Lotsa 'palosers: 'Can't buy me Love'

By Jon Roig

Arizona Daily Wildcat

Yes kiddies, there was once a magical age when you couldn't buy your "alternative" lifestyle at Hot Topic... when they didn't sell Exploited "Punks Not Dead" shirts at the mall... and when everybody knew that Henry Rollins was full of shit and not the self-proclaimed spokesman of our generation.

Although you might not know it if you attended Lollapalooza this summer. I dunno what I was thinking it all seemed like such a good idea at the time. Attend the massive festival of cool alternative music! Don't worry about the cost... the Wildcat will pick up the tab. We'll even throw in a press pass!

I feel sorry for you poor bastards that had to pay for the concert, and let me tell you a little secret: "press pass" isn't a synonym for "backstage pass." It means you have access to the secret chips-and-salsa room behind the stage. The only people back there are various sycophants and hangers-on ... and journalists, of course.

Who's responsible for all this madness? Could it be SATAN? Come to think of it, Perry Farrell ... he even looks a little like the devil. Coincidence? I think not. And, perhaps not coincidentally, Phoenix is hotter than hell. Some drunken frat boy eloquently explained that to me in the bathroom after he glanced at my impressive, but basically useless, press badge thingy. He oughta know, he's going there (or so he told me, but I believe him).

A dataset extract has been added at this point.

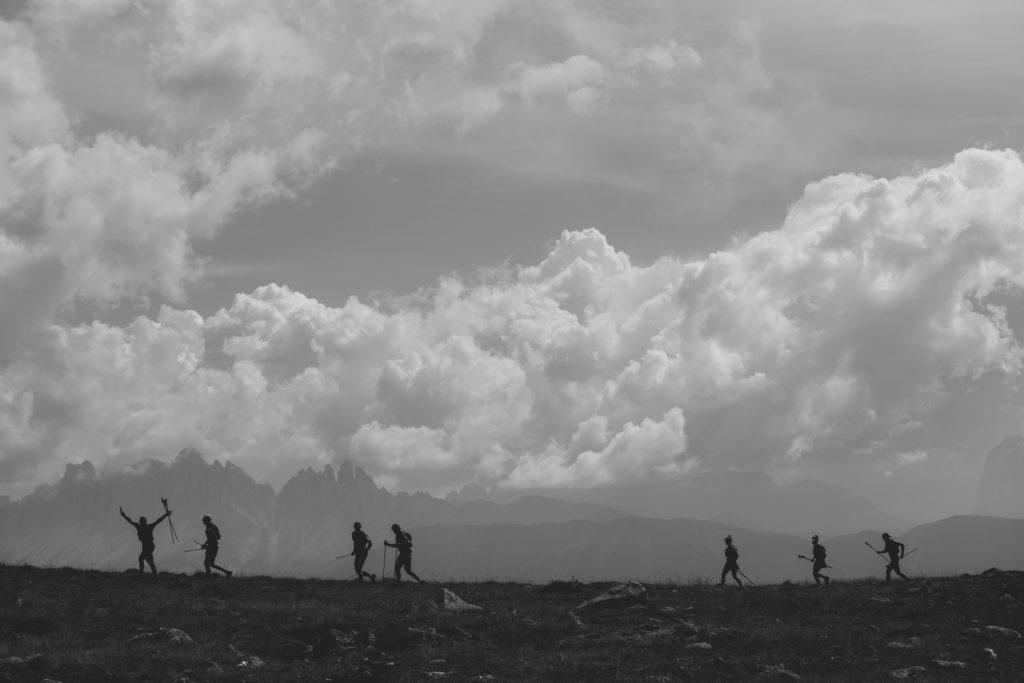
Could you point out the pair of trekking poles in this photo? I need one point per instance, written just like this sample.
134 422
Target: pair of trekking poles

I tried really hard to convince the Wildcat's crack photo staff to wander out into the teeming masses to take a picture of this girl. You had to see her; for me that image says more than a picture of Courtney Love ever could about the ultimate fate of Lollapalooza after five years.

She was (maybe) 12 years old. Green hair. Small backpack. Kurt Cobain, R.I.P. T-shirt.

Yes, she was different ... like all the other different people. And she was wearing pretty much the standard uniform. There's something distinctly disturbing about being stuck in a crowd with 50 million people all trying to express their uniqueness from one another.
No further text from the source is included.